Russian forces arrest mayor of Dagestan city where Tsarnaev lived
By Kathy Lally, Saturday, June 1, 11:34 AM E-mail the writer
MOSCOW — The mayor of Dagestan’s largest city, who has survived 15 assassination attempts and employs a large security force to protect him, was arrested on murder charges Saturday by heavily armed forces in armored personnel carriers and helicopters, Russian officials said.
Said Amirov, the 59-year-old mayor of Makhachkala, has been in a wheelchair since 1993, when one attempt on his life severed his spine. His southern Russian city is known for frequent bombings and shootouts among police, criminal gangs and Islamic fighters. For six months last year it was home to Tamerlan Tsarnaev, one of the accused Boston Marathon bombers. His parents live there now.
Amirov was seized by troops wearing camouflage, helmets and bulletproof vests and armed with automatic rifles. They surrounded his palatial house on the Caspian Sea, according to a video shown on LifeNews, a Web site that has close connections to the security services. ...
In Russia, one question nearly always arises when an arrest is made: Why now?
In other words, everybody is guilty, so who arrests whom is mostly a question of timing.
The answer was unclear Saturday. President Vladimir Putin, however, recently appointed a new acting president of the Dagestan region, Ramazan Abdulatipov,
Putin really likes that name, doesn't he? For those of you keeping score at home:
Ramzan - Chechnya
Ramazan - Dagestan
Maybe RamZPaul could get a gig doing stand-up before Bolshoi Ballet performances?
amid speculation that the usual corruption has gone too far or that officials want order to be imposed on the North Caucasus before the 2014 Winter Olympics in Sochi.
From the NYT:
Mr. Amirov in many ways embodied the rough-and-tumble North Caucasus city he led, a place where brawls and gunfights are so standard that restaurant menus occasionally list the price of replacing damaged tables and chairs.
America needs more immigrants from the Caucasus to bring the blessings of vibrant diversity to our boring white-bread country.
8 comments:
Wow, I really don't care much about the Olympics, and I don't know where Sochi is.
But from the context I gather it is in, or very close to the Caucasus region?
Hmmm, this might have cl**F**k written all over it.
Never know though, everyone could just decide to behave.
But from what I gather about the Chechnens they are pretty hard to intimidate. You can kill them, but you can't intimidate them. I mean if Stalin couldn't break them, I don't think anyone else can do it.
If some of them want to make trouble, they will make trouble. And it is so very close to them I gather...
You've got such a narrow window as an athlete. You can't really say "You know what? I'm going to sit this Olympics out."
Sochi is in (and I quote Wikipedia) "humid subtropical" Russia, but I guess they'll figure out how to do winter Olympicating there by 2014 at the latest. I had never heard of the town, nor of Batumi, in "subtropical" Georgia, before 1992, when I observed in Trabzon (Turkey) that there was regular boat service to these places. Trabzon itself is SOUTH of them, and not at all tropical, though hardly snowy either.

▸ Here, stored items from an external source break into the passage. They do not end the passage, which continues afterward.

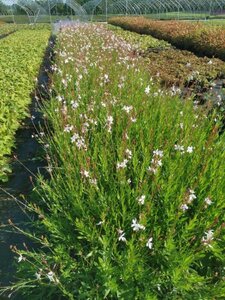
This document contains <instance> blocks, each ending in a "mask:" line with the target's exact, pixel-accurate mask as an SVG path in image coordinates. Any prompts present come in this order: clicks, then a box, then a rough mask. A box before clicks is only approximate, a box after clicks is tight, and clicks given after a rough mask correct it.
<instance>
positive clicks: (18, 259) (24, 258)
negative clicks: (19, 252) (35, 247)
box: [18, 254, 25, 262]
mask: <svg viewBox="0 0 225 300" xmlns="http://www.w3.org/2000/svg"><path fill="white" fill-rule="evenodd" d="M22 260H25V257H23V255H22V254H20V256H19V257H18V262H21V261H22Z"/></svg>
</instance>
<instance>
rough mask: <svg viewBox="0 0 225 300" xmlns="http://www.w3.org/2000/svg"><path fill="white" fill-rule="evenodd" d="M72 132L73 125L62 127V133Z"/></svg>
mask: <svg viewBox="0 0 225 300" xmlns="http://www.w3.org/2000/svg"><path fill="white" fill-rule="evenodd" d="M72 130H73V125H68V124H67V125H66V126H65V127H64V132H70V131H72Z"/></svg>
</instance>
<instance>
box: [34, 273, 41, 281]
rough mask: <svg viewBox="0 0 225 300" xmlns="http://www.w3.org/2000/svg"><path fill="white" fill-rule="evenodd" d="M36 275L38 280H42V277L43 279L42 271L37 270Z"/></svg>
mask: <svg viewBox="0 0 225 300" xmlns="http://www.w3.org/2000/svg"><path fill="white" fill-rule="evenodd" d="M35 276H36V278H37V280H40V279H41V274H40V273H38V272H36V273H35Z"/></svg>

This calls to mind twenty years ago when I sat in on a lecture at the Los Alamos National Lab by some security analyst discussing the recent break-up of the Soviet Union. He was complaining about the State Department carrying on like everything was the same under new names, and ignoring the ethnic complexity of the former Soviet Union. In particular, he said that the rising politburo members all wrote papers on ethnic issues, and the U.S. State Department people treated this like some quirky tradition with no real importance.

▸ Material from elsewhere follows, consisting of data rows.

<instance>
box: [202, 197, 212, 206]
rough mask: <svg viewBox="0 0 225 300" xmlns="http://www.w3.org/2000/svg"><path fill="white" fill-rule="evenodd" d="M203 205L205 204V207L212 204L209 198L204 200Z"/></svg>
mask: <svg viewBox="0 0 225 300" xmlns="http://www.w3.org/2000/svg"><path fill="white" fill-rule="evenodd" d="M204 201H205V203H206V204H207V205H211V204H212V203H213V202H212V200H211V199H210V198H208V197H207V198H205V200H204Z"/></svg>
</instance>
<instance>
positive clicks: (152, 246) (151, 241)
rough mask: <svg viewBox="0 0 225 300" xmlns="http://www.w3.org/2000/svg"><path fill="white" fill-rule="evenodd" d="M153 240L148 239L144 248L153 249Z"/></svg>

>>> if Stalin couldn't break them,
Stalin broke everyone he squared off with, except for the Finns.
Ramzan appears to be Ramadan in their languages.
Putin might like fasting...
"Wow, I really don't care much about the Olympics, and I don't know where Sochi is."

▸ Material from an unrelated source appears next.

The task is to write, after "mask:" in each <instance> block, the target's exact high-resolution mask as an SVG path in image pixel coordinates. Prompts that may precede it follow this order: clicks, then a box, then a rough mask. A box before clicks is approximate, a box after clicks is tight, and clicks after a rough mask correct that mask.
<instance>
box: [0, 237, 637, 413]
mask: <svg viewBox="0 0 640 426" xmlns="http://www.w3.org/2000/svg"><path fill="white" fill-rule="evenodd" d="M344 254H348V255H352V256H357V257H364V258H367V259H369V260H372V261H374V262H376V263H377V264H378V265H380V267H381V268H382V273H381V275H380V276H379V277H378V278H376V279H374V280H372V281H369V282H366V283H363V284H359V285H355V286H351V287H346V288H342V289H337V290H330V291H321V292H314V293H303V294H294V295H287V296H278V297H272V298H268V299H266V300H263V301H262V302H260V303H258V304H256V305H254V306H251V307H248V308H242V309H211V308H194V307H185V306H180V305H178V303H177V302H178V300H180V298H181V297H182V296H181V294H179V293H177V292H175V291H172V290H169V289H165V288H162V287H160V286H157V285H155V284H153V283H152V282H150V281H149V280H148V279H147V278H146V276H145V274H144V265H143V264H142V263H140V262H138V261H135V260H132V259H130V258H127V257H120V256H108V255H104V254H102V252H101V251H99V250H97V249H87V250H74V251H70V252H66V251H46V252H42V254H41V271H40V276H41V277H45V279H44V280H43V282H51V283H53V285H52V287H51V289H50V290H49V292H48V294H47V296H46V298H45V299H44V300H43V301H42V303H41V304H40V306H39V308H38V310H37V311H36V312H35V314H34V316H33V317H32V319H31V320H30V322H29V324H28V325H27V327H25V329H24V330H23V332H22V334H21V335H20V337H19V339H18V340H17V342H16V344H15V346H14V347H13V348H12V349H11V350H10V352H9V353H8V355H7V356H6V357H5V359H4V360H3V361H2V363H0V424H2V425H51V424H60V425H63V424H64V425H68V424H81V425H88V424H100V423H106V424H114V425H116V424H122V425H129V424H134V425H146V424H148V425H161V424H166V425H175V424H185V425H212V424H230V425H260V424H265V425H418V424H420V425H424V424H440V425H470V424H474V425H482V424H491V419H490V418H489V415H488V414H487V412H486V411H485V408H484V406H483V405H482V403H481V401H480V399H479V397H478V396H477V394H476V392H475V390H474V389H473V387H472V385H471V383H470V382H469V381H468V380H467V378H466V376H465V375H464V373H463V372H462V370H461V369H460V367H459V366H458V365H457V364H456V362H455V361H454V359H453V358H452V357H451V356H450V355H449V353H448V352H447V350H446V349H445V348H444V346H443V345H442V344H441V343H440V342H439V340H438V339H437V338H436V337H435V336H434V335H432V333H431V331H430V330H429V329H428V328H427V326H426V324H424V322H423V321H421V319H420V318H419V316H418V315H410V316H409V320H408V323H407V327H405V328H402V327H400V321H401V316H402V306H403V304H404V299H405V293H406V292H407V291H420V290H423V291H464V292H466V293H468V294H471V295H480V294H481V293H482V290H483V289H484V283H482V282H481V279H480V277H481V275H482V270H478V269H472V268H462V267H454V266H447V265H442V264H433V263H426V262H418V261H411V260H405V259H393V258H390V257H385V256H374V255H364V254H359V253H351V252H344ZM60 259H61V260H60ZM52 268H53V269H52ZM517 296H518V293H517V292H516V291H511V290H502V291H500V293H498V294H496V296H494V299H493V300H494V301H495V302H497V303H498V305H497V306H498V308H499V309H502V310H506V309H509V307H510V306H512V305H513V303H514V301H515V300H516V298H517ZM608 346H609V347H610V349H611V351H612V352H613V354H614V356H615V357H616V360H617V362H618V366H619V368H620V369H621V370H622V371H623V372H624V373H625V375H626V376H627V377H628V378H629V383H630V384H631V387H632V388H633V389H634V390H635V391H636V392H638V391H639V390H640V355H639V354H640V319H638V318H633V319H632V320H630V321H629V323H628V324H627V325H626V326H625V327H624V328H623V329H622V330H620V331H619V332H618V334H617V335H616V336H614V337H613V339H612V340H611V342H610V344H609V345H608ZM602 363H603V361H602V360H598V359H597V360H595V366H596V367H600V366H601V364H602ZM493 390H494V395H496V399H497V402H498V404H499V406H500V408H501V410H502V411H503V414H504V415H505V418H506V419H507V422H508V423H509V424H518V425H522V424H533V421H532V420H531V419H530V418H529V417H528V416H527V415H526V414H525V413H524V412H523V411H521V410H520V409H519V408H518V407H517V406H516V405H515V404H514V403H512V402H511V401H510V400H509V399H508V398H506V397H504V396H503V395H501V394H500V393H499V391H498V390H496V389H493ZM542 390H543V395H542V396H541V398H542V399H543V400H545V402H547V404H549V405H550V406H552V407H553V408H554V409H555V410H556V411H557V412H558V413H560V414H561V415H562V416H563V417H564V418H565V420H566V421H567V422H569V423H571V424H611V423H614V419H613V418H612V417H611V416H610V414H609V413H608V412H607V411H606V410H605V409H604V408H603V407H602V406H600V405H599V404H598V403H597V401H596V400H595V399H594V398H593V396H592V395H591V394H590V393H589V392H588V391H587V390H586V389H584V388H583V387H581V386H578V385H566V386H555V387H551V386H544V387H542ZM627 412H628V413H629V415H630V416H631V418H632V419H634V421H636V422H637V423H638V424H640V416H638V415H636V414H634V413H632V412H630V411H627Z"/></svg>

I remember sitting in Domodedovo Airport in 2004 waiting to fly to Siberia and striking up a conversation with a Russian. He advised to watch out for crazy Chechens like these guys currently waiting for a flight to Sochi. I didn't think about it again until months later when some Chechens blew themselves up on that same flight to Sochi.
After the initial surge of "internationalist" (or rootless cosmopolitan) power, the PTB in the Soviet Union quickly came to the realization that it was better to have a local face for the administration.
While there was usually a Russian lurking near the top of the constituent republics' power structure, the top guy, the "bolshaya shishka" (big pine cone), would almost always be an ethnic local.
One of the early riots towards the end of the USSR's day came in Almaty, Kazakhstan, when Gorbachev decided to replace the head of the Kazakhstan Communist Party (a Kazakh) with an ethnic Russian.
1986 Almaty riots
It's like having black mayors in Atlanta and Detroit, kind of.
"It's like having black mayors in Atlanta and Detroit, kind of."
I think the Brits called this "the native facade".